Rahul Mishra along with his 10-year-old son, Aryan, stepped out of home for a much needed hair cut after 95 days on Sunday, when the salons opened up in Mumbai. The up-market salon not just ensured a staggered inflow of customers to maintain social distancing, Mishra and his son were given a safety kit containing a cape, a mask and a shoe cover which they were asked to put on before they entered the salon. The stylist who attended to them also changed his safety gear in front of them to convince them that he was sanitised. However, the father-son duo ended up paying almost double of what they’d pay before coronavirus outbreak.
Salon chains across the country are leaving no stone unturned to convince their consumers that they are safe, but a haircut in the COVID era comes at a huge premium. Salon industry stakeholders claim that a 10-15 per cent increase in pricing was already on the cards even before the lockdown. But coronavirus safety kits, which they are forced to offer to their consumers, have made the price even steeper.

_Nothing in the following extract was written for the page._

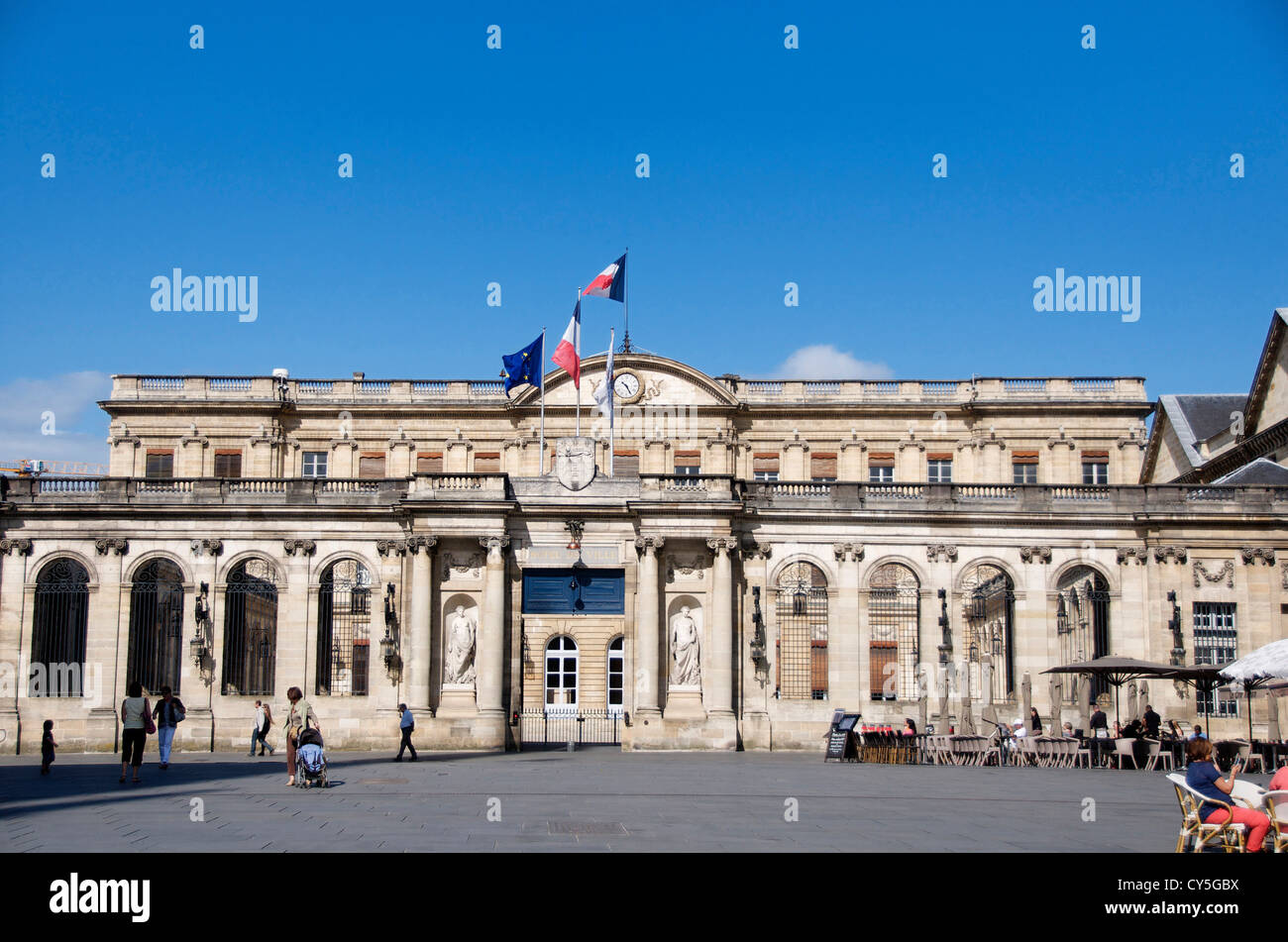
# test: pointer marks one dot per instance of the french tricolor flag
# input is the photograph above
(610, 282)
(568, 353)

“The increase is only to accommodate a hygiene cost for all the safety measures set in place to reassure a safe and seamless experience for the client. I am certain that having implemented constant and consistent manpower to sanitise the space, PPE equipment, safety gear to stylists, staff and clients alike, it’s only fair that all salon chains have either implemented a menu price hike or even include the hygiene cost separately as line item on their invoices,” points out Spoorthy Shetty, CEO, BBlunt.
While salons in Mumbai have been operational only since Sunday, it’s almost a month since they opened up in markets such as Delhi, Bangalore and Hyderabad. After initial weeks of pent up demand, the footfalls in the salons are barely 25-30 per cent of original footfalls. “The initial response was awesome, there were appointments after appointments, but it quickly died out,” says C.K. Kumaravel, Founder, Naturals Salon.
“Covid cases are rising in the cities post-lockdown and citizens are being warned by the government that they could re-impose the lockdown if relaxations turn out to be risky. We are seeing a 40-50 per cent footfall decline and that seems to be a trend across all brands as per industry colleagues,” adds Bblunt’s Shetty. In fact, 90 per cent of customers who availed salon services in the first few weeks have been men. “Customers, especially, women, are being cautious. Most of them have kids and senior citizens at home and therefore, they don’t want to take the risk,” says Bhupesh Dinger, Director, Enrich Salons.
Also, salons today are only allowed to offer basic haircuts, which gives them low single digit margins (but gives them volumes). Most of the profits come from high end services such as skincare and hair-treatments. Salon chains such as Enrich have invested in video consultations, which according to Dinger has led to a growth in home salon services. He says that there is an increasing demand for home salon services as people are scared to step out of their homes. “Home service contributed in single digits to our overall revenue pre-COVID, and I now expect it to contribute a healthy double digits,” he says.
Kumaravel agrees that home salon service will be a huge revenue stream going forwards. “We recently offered a car service to a celebrity since his flat association didn’t allow our staff to enter his premises. However, there seems to be a distinct need for home service,” he says.
However, BBlunt is sceptical about home services. “We will be wary about getting into that at this point as they are two different channels with varying degrees of risk and 80% of the COVID cases are asymptomatic. For salon chain brands that have an omni channel presence, home services contributes to a very small share of the pie. Home services is a low margin business, so the ROI is not exciting at the moment especially when the cost of doing business has increased. Salon brands will need to hike home service prices if they have to sustain the ‘at home’ vertical,” points out Shetty.
So, will home salon services be a short-term tactical move for salon chains to earn revenue during the lockdown. Dinger of Enrich says that in the long-term people will surely opt for salons to home, as there a host of services which need equipment and can only be offered in the salon. “We have to be adaptable and play quarter by quarter.” “We are now having to find solutions for the business to survive in the medium term. We are making a quarter to quarter plan on sustainability as despite lower revenues, the salons will have to make relevant investments in the elevated hygiene and safety standards. To ensure business continuity, we are rationalising costs and taking hard calls on shutting doors where rental discussions with landlords have been unfavourable,” adds BBlunt’s Shetty.